【日本市況】日経平均1000円安、日銀の早期利上げ警戒再燃-債券下落
(ブルームバーグ): 1日の日本市場では株式が大幅続落し、日経平均株価は1000円を超す下げとなった。日本銀行の植田和男総裁の発言がタカ派的と受け止められ、早期の追加利上げ観測の再燃で為替市場で円高が進み、業績に悪影響が及ぶと警戒された。債券は下落し、40年国債利回りは前日に続き16年ぶりの高水準を付けた。円は対ドルで151円台後半まで上昇した後、反落した。
植田総裁は10月31日の金融政策決定会合後の会見で、これまで繰り返してきた政策判断に「時間的な余裕はある」との表現を今後は使わず、経済・物価情勢を踏まえ予断を持たずに判断していく姿勢を強調した。市場では、次回12月会合での利上げの可能性がゼロではなくなったとの受け止めが広がった。
元日銀調査統計局長のゴールドマン・サックス証券の大谷聡氏は、日銀は次回利上げに向けた地ならしを開始したと指摘。1ドル=160円程度まで円安が進行した場合、12月に利上げが決定されると予想した。

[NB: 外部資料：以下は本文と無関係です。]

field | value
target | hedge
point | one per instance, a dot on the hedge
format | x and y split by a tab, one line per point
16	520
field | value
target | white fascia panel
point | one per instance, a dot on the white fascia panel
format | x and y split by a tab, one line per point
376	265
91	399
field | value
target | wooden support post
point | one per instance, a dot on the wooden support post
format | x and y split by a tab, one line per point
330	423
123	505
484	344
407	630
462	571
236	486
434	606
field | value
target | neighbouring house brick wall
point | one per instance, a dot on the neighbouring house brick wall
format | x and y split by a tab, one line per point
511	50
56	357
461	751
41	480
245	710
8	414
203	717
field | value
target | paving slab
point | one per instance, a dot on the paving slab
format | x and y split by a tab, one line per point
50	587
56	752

また、米国では連邦準備制度理事会(FRB)の金融政策に影響を与え得る雇用統計の発表を日本時間今夜に控え、来週には大統領選挙もある。さらに東京市場は3連休に入るため、各マーケットでは売り買い双方のポジション調整の動きも出やすかった。
株式
東京株式相場は大幅続落。日銀総裁の発言を受けて一時円高が進んだことで、輸出や素材セクターを中心に業績への悪影響を懸念する売りが幅広い業種に広がった。米大統領選に対する警戒感も相場全体の重し。
TOPIX採用の2128銘柄中、下落は1697、上昇は376。東証33業種は非鉄金属や化学、電機、輸送用機器、機械など32業種が下落、上昇はガラス・土石製品の1業種。売買代金上位では東京エレクトロンや三菱重工業、日立製作所が下げ、四半期決算が市場予想を下回ったレーザーテックは急落した。決算が予想を上回った三菱電機、パナソニックホールディングスは逆行高。